According to the 2013 study conducted by LDWF, in a controlled setting, results showed that within 19 days of mowing, the salvinia returned with a vengeance.
The study was done off the boat launch at Lake Bistineau State Park in a 4.5-acre area.
Sibley explained that salvinia is 95 percent water. The plant likely will not reproduce by spores alone. It can be reproduced through fragmentation, which means the plant is broken up and continues to grow from those broken pieces.
“It can regenerate by small pieces if that reproductive node is still intact,” he said. “The research, the science says the spores on the plant are sterile. The plant reproduces by vegetative means, so any small fragment can grow into new plants.”
With the mower chuting the pulp back into the water, the pulp sinks to the bottom of the lake.
Sibley says it’s a two-fold battle between the salvinia and the organic buildup. The only way for the salvinia to completely decompose is to allow it to dry out, he said.
The drawdowns create a condition which allows oxygen to reach the organic material at the bottom of the lake to complete decomposition.
Research into another way to get rid of salvinia is currently underway. A couple that lives on Lake Bistineau has purchased a barge they are turning into a salvinia harvester. The idea is to pull the entire plant out of the lake, deposit it onto a barge, and then haul it somewhere to dry out and decompose.
Weldon Thomas says they will have a barge in which to deposit the harvested salvinia beside the harvester.

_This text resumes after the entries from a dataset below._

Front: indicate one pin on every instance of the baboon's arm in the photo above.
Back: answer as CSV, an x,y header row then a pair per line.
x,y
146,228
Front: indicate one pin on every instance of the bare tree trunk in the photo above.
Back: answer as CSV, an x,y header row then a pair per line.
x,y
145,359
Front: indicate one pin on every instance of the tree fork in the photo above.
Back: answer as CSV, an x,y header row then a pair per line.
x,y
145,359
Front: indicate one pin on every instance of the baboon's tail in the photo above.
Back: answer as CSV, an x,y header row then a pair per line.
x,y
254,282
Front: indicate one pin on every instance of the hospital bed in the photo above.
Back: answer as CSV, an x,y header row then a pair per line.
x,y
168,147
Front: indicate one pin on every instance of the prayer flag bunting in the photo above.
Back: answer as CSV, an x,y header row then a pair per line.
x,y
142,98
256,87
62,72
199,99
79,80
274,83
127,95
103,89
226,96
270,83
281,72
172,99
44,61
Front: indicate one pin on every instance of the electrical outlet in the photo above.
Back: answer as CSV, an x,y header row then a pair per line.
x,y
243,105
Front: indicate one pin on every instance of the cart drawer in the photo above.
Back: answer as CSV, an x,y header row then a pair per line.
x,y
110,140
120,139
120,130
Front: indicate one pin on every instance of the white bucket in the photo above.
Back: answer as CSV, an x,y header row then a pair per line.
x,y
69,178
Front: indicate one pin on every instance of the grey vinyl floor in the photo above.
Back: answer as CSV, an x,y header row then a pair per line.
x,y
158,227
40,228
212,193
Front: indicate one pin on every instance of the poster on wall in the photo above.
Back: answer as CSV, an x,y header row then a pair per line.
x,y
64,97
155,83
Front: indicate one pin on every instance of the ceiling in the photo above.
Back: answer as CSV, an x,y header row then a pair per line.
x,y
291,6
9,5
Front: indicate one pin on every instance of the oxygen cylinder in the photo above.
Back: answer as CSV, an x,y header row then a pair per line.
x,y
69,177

“We will have a barge pulled up to the side of us, so when one gets full, it will take off and another one is pulled up beside us,” he said.
Private property has been donated as a final place to deposit the salvinia.
Sibley says no matter what is done, salvinia has been a difficult plant to kill and control.
“Its growth potential is its greatest strength,” Sibley said. “Whatever you do to control it today, in a short period of time, it has recovered. The larger area you are trying to control, with this plant, the more difficult it becomes to control.”
The goal by all parties remains the same: control the salvinia so that everyone can enjoy the lake.